Однажды, во время одного из путешествий, он встретил прекраснейшую из девушек — единственную, достойную чести стать его невестой. И он сделал её своей невестой. Он поселил её во дворце, окружил роскошью, осыпал подарками. Он устранил с её жизненного пути всех недостойных людишек, считавших себя её поклонниками, а также и родственников, пытавшихся оказывать на неё вредное влияние. Он совершил в её честь множество подвигов. Одним словом, он превратил её жизнь в райское блаженство. А когда с ней случилась беда — внезапное безумие поразило её разум, — он спустился за ней в лабиринты Подсознанья и вырвал её из лап психотерапевтов. Вот какова была его любовь!
И был у сэра Дубины оруженосец, единственный человек, которого он считал достойным доверия. Отправляясь за новыми подвигами, Молот Справедливости оставил возлюбленную на его попечение. Поскольку сэр Дубина всегда поступал правильно, очевидно, что сделал он это не потому, что боялся оставить невесту одну, а потому, что желал подвергнуть испытанию верность близких людей. И, увы, они не выдержали испытания. Подлейший из оруженосцев позволил себе воспылать страстью к невесте своего господина. Ослеплённый гордыней, он вообразил себя достойным любви прекраснейшей из женщин и, воспользовавшись её слабостью, соблазнил её, похитил и сбежал с ней.
Вернувшись и найдя свой замок пустым, сэр Дубина воспылал праведным гневом и пустился в погоню. Он настиг изменников здесь, в Дремотном лесу. И уже приготовился свершить возмездие, но вероломный оруженосец нанёс удар первым, и Молот Справедливости покинул суетный мир. Столь полным было его совершенство, что он не умер, как обычный человек, не обратился в прах и тлен, но в прямом смысле перестал существовать, словно бы растворившись в воздухе. Остался лишь его праведный гнев, обернувшийся проклятием. И проклятие это было столь же грандиозным, как и все его деяния. Предатель-оруженосец превратился в волшебный меч, обречённый беспрекословно служить своим владельцам. Прекраснейшая из женщин стала Чудищем, столь чудовищным на вид, что одного лишь взгляда на неё, хоть краешком глаза, достаточно; чтобы любой мужчина, не отринувший гордыню и не обратившийся к смирению, в мгновение ока окаменел — подобно тому несчастному, которого ты видел у ручья. Лес же, в котором рассеялся Молот Справедливости, стал ловушкой для ложных героев, обуреваемых гордыней.

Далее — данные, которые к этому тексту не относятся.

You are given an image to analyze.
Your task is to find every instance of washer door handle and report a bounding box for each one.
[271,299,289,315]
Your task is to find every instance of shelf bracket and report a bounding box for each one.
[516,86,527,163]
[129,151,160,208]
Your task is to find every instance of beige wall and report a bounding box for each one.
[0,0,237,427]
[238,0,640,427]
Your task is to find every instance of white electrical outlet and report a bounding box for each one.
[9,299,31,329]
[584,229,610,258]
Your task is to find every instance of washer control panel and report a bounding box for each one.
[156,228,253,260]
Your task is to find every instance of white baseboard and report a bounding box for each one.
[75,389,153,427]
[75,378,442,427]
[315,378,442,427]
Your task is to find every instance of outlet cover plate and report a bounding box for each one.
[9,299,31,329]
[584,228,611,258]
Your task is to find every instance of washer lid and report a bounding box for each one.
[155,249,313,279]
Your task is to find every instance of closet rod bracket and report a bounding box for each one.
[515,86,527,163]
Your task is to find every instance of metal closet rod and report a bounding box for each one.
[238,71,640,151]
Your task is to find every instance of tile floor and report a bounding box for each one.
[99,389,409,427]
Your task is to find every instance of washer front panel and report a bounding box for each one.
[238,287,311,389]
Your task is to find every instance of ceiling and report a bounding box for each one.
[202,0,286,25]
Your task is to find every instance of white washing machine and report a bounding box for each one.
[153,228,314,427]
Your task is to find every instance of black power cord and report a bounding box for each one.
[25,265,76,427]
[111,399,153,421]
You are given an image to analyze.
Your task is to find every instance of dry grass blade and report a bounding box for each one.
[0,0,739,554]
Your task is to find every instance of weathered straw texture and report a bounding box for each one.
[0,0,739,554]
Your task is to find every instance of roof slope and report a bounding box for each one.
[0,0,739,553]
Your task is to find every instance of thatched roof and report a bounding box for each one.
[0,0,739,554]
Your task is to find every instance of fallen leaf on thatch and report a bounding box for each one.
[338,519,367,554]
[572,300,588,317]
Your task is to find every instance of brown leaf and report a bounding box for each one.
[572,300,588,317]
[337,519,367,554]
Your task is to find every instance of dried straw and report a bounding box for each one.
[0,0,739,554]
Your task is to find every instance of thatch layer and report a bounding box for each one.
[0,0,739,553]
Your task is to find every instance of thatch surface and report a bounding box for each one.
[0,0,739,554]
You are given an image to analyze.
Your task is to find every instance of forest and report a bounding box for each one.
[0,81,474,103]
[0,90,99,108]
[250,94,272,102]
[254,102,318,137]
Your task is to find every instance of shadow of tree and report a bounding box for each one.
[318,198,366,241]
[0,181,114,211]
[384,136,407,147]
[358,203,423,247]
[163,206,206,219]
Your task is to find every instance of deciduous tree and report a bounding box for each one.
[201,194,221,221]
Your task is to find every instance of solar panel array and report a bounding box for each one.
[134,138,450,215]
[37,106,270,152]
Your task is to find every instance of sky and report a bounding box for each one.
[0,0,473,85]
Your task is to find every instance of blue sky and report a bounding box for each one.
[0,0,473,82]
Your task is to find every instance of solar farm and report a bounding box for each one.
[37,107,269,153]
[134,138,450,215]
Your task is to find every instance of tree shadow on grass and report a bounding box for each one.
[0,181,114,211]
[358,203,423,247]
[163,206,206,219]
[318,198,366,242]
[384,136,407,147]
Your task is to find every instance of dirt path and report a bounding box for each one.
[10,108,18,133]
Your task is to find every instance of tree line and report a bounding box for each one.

И будет так до тех пор, пока не явится подлинный герой, на которого чары Чудища не подействуют. Вооружённый тем самым мечом, в который превратился предатель-оруженосец, он поразит Чудище — лишь тогда, наконец, месть свершится окончательно и проклятие спадёт.
— Поразит, говоришь… — Пеон Чуть было не растрогался, но вдруг обнаружил, что сыт поучительными историями по самое горло. И с неожиданной для себя самого практичностью поинтересовался:
— А ловушки не пробовали? Ну, скажем, можно же вырыть яму, вкопать в дно заострённые колья, сверху замаскировать ветками…
— Пробовали, но она не попадается. Много чего пробовали, но если ты не подлинный герой, то действенный способ лишь один — обратиться к смирению. Ничто иное не помогает.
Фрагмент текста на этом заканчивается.